I didn't want to write this post but I find I can't write anything else without acknowledging the terrible gut wrenching loss of my beloved grandmother this week. I didn't expect to lose her. I know; that's a ridiculous statement. She's been frail for years. She was more than 50 years older than I am and I'm no longer any spring chicken myself. So the fact that I am stunned that she is gone is completely irrational. I know that. And yet... And yet...
I have been obsessively looking around the internet for poems to help ease the grief. Because words help heal, right? Only they don't. She's gone and I don't want her to be a ship sailing out of sight, or a rose growing on the other side of the wall, or any number of lovely nature images. I do not want to miss her and let her go. I just want her to be here, no matter how selfish that is. She's in a better place. But I don't care. I just want her here. Not there. Here.

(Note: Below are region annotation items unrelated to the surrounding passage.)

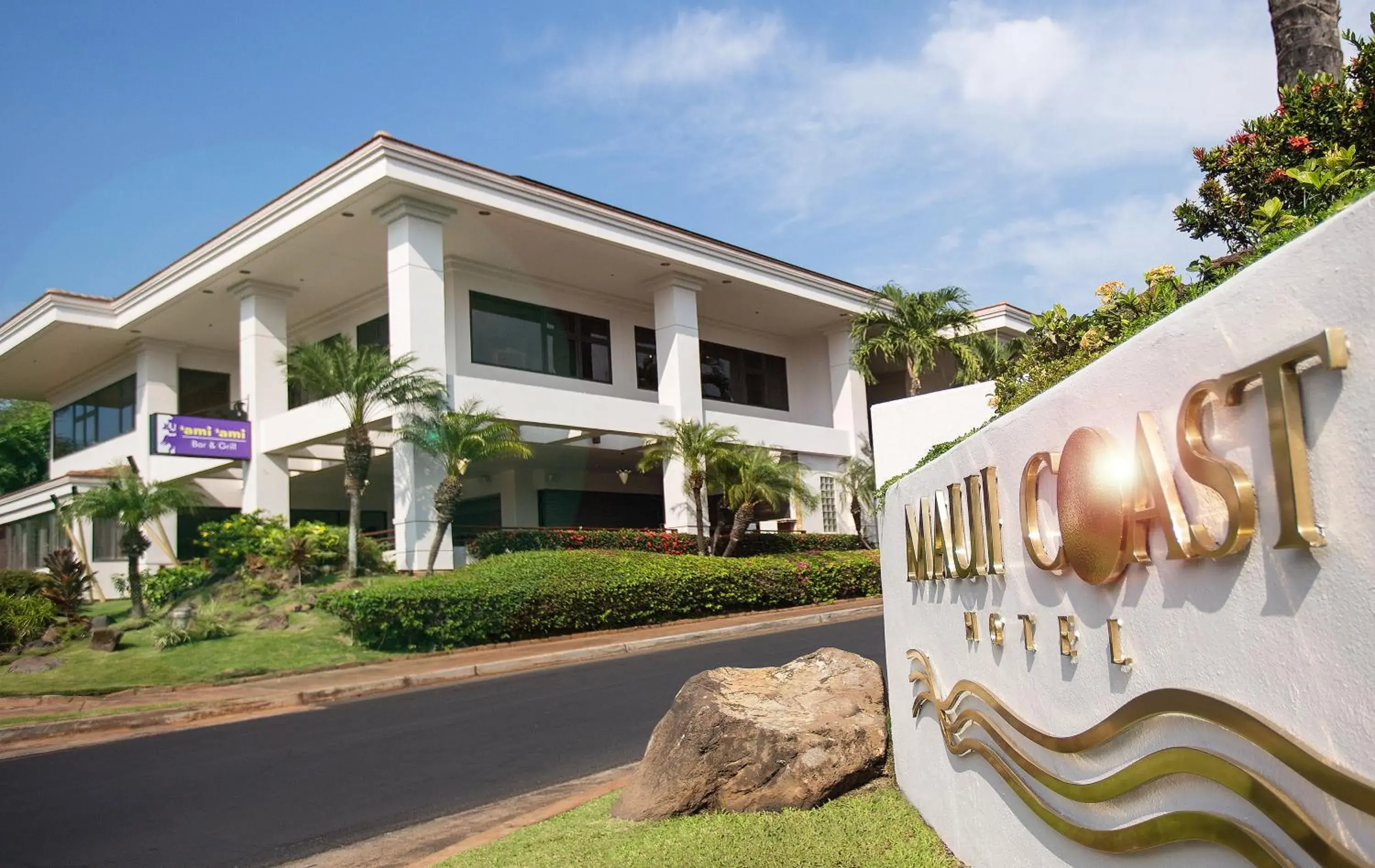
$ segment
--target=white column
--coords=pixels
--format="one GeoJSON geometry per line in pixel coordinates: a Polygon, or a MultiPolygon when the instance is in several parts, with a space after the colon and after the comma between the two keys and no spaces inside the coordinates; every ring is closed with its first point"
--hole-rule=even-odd
{"type": "MultiPolygon", "coordinates": [[[[135,343],[135,430],[139,431],[135,446],[135,460],[139,471],[146,479],[161,479],[165,474],[155,466],[155,461],[176,461],[186,459],[154,459],[153,450],[153,413],[175,413],[177,411],[177,353],[180,343],[140,338],[135,343]]],[[[176,514],[162,516],[162,527],[166,530],[169,541],[176,545],[176,514]]],[[[91,533],[87,533],[89,544],[91,533]]],[[[148,566],[168,563],[168,556],[161,547],[154,545],[147,551],[148,566]]]]}
{"type": "MultiPolygon", "coordinates": [[[[417,368],[448,378],[448,316],[444,306],[444,227],[454,209],[399,196],[373,214],[386,224],[386,306],[392,357],[407,353],[417,368]]],[[[466,328],[466,323],[455,327],[466,328]]],[[[444,468],[410,444],[392,448],[396,569],[424,570],[439,529],[434,490],[444,468]]],[[[452,537],[440,544],[436,569],[454,569],[452,537]]]]}
{"type": "MultiPolygon", "coordinates": [[[[869,439],[869,398],[864,376],[851,363],[854,347],[850,330],[832,331],[826,335],[826,349],[830,356],[830,424],[850,433],[850,455],[859,455],[859,439],[869,439]]],[[[813,485],[817,479],[810,481],[813,485]]],[[[859,532],[850,515],[850,499],[836,489],[836,522],[840,527],[859,532]]],[[[820,521],[817,522],[820,525],[820,521]]]]}
{"type": "MultiPolygon", "coordinates": [[[[701,353],[697,338],[697,293],[701,284],[670,275],[654,288],[654,350],[659,357],[659,402],[674,419],[703,422],[701,353]]],[[[697,518],[683,492],[682,461],[664,467],[664,527],[697,532],[697,518]]],[[[703,516],[705,521],[705,516],[703,516]]]]}
{"type": "Polygon", "coordinates": [[[257,426],[286,412],[286,304],[292,287],[246,280],[239,299],[239,394],[253,426],[253,456],[243,468],[243,511],[290,518],[292,477],[285,455],[258,452],[257,426]]]}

These are things I know: I was very lucky to have my grandmother in my life for so long; and my children were lucky too, to know their great grandmother so well. Of course, she had already lived a lifetime before we came along and we didn't know that person. I didn't know her as a child, a young woman, or a new mother. I only knew her as my grandmother, the presence of pure, unconditional love.
She was the one who sat and fed the goldfish in the pond with me. She was the one who brushed dead leaves away from a tree trunk in the woods to show me the purple of new spring violets. With my grandfather, she was the one who taught me to swim out in front of the cottage. She was the one who showed me the hidden space beneath the branches of the towering stand of pines in the side yard that was perfect for a child and her imagination. She gave big hugs that often hurt because she'd forget that her glasses were on a chain around her neck and they'd inevitably poke you in the chest. Actually, she lost her glasses all the time, finding them perched on top of her head or on that chain but dangling down her back instead of her front. She made tapioca pudding for us. I love tapioca pudding. Her macaroni and cheese casserole can't be beat. She loved chocolate. And peanut butter. And she was the first person to teach me to eat peanut butter on a spoon straight from the jar. She sometimes left things so long in her fridge that they were fuzzy and unrecognizable when they were finally pulled out. She read a lot. She picked books off of her own shelves for me to read and took me to the library, encouraging my habit. She loved dogs, especially the one she permanently borrowed from my parents. She fed birds and tried to outwit squirrels. She hugged teddy bears. She loved tiny, decorative, little trinket boxes. She cherished my children. She danced with my oldest son in his Johnny-Jump-Up. She let my stand-offish child, the one who inherited her curls, warm up to her great-grandmother on her own terms. She was thrilled when this same child did what I did as a baby in her arms, giggling as she tugged on her great-grandmother's curls. She read the same book over and over and over again to my youngest, never tiring of it and always looking at him with a special sparkle in her eye. She was incredibly caring, working for decades as a hospital volunteer. She was a member of the Women's Power Squadron and could strip down an engine and drive a boat. She built stone walls and transplanted snow on the mountain and wore great straw hats. She personified grace and loyalty and love. She was beautiful inside and out. If I wrote for a hundred years, I could never capture everything that she was and I am, without the shadow of a doubt, the poorer for her loss.
For a couple of years when I was small, we lived near to my grandparents and on weekends we would hike nature trails as a family with my grandmother sometimes joining us. One of those years we lived close, when I couldn't have been any older than 9, I had a school assignment that must have been something like "What I Did on My Summer Vacation" and I wrote about our hiking. The final line told the reader that all of us had hiked the whole trail, "even my old grandma." I'm so very grateful that "my old grandma" had so many more years after that with me, years in which to truly grow old. And although I know that hiking with me was decades in her past and that she's now reunited with my grandfather and her parents and all those who went before her and who loved her long before I did, I would give anything for one more hike, one more hug, one more word with my old grandma.
I will love and miss you forever, Eny.